Allen Powell of Columbia, is 46 and admits the fear of not getting a job made him go to the doctor.
"I first went to the doctor when I about stroked out. Outside of that you know I just ignored it. And to be honest with you, I don't believe I would have went then, if it hadn't been for a job because I couldn't pass the physical until I got that blood pressure down." said Powell.
Powell has problems with his eye sight because he wasn't treated sooner. Calvin Walls of Charleston has high blood
pressure, takes his meds, but says he doesn't go as often as he should.
"Well, with me, just I guess afraid of that bad news you know. I really don't know why we don't we should." said Walls.
The Men's Health Network, reports men live sicker and die on average five years younger than women. The three leading causes of death are heart disease, cancer and injuries. Dr. Marino Bruce is with the Myrlie Evers Williams Institute for the Elimination of Health Disparities. He says men feel vulnerable.
"In our culture, disease or chronic conditions are seen as being weak among men. When in fact, it's reality. We all have things we have to pay attention to." said Bruce.
At the University of Mississippi Medical Center, Dr.
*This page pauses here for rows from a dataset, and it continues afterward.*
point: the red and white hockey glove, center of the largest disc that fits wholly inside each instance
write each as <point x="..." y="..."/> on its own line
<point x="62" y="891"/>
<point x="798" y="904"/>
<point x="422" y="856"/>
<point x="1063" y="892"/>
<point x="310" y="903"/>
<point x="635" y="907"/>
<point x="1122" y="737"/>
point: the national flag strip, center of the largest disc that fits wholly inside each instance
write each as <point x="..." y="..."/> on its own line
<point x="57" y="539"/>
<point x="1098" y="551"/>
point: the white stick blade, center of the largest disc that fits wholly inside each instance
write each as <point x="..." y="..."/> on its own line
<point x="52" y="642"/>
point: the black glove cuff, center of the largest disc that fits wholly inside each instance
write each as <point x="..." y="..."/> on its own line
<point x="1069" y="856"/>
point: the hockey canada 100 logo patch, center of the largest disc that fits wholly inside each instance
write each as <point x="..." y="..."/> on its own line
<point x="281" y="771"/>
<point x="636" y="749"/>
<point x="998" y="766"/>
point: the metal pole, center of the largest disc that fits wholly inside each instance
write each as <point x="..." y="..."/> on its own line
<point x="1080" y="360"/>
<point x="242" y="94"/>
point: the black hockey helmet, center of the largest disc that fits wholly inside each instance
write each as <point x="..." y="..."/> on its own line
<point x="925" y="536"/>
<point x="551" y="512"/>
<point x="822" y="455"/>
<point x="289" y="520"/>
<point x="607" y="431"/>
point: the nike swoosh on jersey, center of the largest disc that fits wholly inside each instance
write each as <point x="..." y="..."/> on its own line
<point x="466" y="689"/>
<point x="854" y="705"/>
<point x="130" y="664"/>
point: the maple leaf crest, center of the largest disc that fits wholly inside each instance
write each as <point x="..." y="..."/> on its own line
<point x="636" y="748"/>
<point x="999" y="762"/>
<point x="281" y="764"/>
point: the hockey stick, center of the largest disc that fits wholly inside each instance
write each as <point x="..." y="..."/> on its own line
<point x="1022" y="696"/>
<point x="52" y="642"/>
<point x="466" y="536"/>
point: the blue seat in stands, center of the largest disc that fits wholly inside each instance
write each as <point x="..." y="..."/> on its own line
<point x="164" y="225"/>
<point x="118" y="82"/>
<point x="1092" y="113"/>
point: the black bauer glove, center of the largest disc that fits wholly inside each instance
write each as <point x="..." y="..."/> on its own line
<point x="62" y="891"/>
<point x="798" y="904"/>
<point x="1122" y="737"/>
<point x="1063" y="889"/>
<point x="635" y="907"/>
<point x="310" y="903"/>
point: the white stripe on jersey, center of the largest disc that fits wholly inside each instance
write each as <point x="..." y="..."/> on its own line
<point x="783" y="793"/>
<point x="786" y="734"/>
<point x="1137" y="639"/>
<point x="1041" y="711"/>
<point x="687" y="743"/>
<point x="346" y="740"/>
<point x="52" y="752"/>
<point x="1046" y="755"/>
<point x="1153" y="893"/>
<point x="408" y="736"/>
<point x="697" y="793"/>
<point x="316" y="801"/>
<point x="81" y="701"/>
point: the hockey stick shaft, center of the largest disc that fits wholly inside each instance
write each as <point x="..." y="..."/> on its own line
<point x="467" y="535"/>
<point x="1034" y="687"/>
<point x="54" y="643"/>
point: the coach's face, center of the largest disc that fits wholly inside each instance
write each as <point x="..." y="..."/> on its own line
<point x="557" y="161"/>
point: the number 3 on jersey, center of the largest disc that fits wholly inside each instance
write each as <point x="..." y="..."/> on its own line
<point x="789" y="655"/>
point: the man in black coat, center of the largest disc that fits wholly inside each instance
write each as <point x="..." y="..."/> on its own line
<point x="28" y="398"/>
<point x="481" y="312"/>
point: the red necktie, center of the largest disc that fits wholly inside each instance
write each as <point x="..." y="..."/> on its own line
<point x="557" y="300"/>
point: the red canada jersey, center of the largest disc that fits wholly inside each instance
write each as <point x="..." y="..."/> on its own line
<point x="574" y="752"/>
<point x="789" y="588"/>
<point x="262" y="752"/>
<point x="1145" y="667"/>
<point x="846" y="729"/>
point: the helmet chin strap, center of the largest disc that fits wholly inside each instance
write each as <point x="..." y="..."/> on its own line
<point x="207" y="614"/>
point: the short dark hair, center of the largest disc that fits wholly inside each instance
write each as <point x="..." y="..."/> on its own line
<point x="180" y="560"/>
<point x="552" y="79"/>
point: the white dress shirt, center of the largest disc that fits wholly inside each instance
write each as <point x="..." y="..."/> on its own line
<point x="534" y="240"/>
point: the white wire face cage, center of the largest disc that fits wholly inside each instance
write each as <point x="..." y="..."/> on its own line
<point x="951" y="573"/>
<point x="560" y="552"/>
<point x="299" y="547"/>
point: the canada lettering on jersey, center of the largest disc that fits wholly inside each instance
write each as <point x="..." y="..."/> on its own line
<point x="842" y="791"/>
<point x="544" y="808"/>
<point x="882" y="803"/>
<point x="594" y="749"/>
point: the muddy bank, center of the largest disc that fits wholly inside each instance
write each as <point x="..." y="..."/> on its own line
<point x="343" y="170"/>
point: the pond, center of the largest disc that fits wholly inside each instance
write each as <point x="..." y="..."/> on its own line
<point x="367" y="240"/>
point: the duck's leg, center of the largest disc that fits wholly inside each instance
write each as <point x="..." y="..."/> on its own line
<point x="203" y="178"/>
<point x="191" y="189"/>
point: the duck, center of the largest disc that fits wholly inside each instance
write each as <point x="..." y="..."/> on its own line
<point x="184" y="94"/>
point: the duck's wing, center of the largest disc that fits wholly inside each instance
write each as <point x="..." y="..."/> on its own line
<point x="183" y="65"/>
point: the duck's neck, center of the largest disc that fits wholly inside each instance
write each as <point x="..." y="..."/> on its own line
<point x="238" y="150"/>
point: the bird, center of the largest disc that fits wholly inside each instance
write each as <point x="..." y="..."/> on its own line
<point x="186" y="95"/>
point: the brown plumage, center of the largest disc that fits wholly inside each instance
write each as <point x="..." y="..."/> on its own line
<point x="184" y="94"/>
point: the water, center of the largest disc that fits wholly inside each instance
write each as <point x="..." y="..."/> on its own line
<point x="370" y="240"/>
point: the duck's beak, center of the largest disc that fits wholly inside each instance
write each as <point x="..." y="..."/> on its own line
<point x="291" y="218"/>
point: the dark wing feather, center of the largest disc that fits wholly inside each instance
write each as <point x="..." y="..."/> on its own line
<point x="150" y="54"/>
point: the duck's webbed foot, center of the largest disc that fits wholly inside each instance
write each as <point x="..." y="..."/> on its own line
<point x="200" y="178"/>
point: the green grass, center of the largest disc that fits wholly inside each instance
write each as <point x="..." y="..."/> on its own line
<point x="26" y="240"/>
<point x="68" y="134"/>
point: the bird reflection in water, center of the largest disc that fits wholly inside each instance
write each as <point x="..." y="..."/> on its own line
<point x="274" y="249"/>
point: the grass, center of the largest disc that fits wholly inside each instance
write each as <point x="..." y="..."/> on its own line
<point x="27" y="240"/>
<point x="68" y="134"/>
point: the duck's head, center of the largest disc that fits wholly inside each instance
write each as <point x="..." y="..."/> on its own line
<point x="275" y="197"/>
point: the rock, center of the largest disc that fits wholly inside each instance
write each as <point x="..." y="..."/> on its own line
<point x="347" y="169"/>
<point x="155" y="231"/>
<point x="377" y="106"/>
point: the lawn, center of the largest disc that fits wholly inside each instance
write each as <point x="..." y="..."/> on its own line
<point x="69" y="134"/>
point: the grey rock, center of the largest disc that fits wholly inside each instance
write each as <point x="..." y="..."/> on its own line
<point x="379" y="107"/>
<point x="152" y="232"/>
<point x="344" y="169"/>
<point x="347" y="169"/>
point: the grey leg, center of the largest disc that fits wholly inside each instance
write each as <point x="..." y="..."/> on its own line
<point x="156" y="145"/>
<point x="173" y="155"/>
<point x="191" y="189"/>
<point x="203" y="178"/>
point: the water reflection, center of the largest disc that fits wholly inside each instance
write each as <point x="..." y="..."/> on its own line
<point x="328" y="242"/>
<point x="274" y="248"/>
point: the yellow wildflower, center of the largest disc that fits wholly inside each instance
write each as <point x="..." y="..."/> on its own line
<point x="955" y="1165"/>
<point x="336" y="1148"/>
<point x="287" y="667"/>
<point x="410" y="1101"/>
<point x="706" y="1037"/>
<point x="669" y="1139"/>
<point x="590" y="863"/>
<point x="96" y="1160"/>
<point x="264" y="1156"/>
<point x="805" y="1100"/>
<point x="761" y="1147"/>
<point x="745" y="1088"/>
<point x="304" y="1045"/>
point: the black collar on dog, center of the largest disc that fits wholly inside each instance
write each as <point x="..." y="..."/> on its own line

Zeb Henson estimates fifty-five percent of his patients are men and he rarely sees one under 40 for a physical who's in good health. He says men can have high blood pressure, type 2 diabetes, colon or prostate cancer and feel fine.
"The way I explain it to patients is even when you feel fine. There's damage being done to the inside of your body and it's that damage we need to stop." said Henson.
Dr. Marino Bruce says Caucasian men are less likely to have a primary care physician and the number drops for African American and Latino males. He added eating healthy, exercise and access to care are critical. June is Men's Health Awareness Month.